The next audience question asked whether the panel thought that the projects driven by regulation had a negative return. Dilip said that his experience was yes, they do have negative returns but this was simply a cost of being in business. Unsurprisingly maybe, Stephanie took a different view advocating the benefits side coming out of some of the regulatory projects that drove improvements in data management.
The final audience question was whether the panel through the it was possible to reconcile all of the regulatory initiatives like Dodd-Frank, Basel III, EMIR etc with operational risk. Don took a data angle to this question, taking about the benefits of big data technologies applied across all relevant data sets, and that any data was now potentially valuable and could be retained. Dilip thought that the costs of data retention were continually going down as data volumes go up, but that there were costs in capturing the data need for operational risk and other applications. Dilip said that when compared globally across many industries, financial markets were way behind the data capabilities of many sectors, and that finance was more “Tiny Data” than “Big Data” and again he came back to the fact that people were getting in the way of better data management. Michael said that many banks and market data vendors are dealing with data in the 10’s of TeraBytes range, whereas the amount of data in the world was around 8-900 PetaBytes (I thought we were already just over into ZetaBytes but what are a few hundred PetaBytes between friends…).
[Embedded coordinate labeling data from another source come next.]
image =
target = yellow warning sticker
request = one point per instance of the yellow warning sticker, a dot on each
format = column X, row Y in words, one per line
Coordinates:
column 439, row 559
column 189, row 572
Abraham closed off the evening, firstly by asking the audience if they thought the 2016 deadline would be achieved by their organisation. Only 3 people out of around 50+ said yes. Not sure if this was simply people’s reticence to put their hand up, but when Abraham asked one key concern for many was that the target would change by then – my guess is that we are probably back into the territory of the banks not implementing a regulation because it is too vague, and the regulators not being too prescriptive because they want feedback too. So a big game of chicken results, with the banks weighing up the costs/fines of non-compliance against the costs of implementing something big that they can’t be sure will be acceptable to the regulators. Abraham then asked the panel for closing remarks: Don said that data architecture was key; Stephanie suggested getting the strategic aims in place but implementing iteratively towards these aims; Dilip said that deciding your goal first was vital; and Michael advised building a roadmap for data in risk.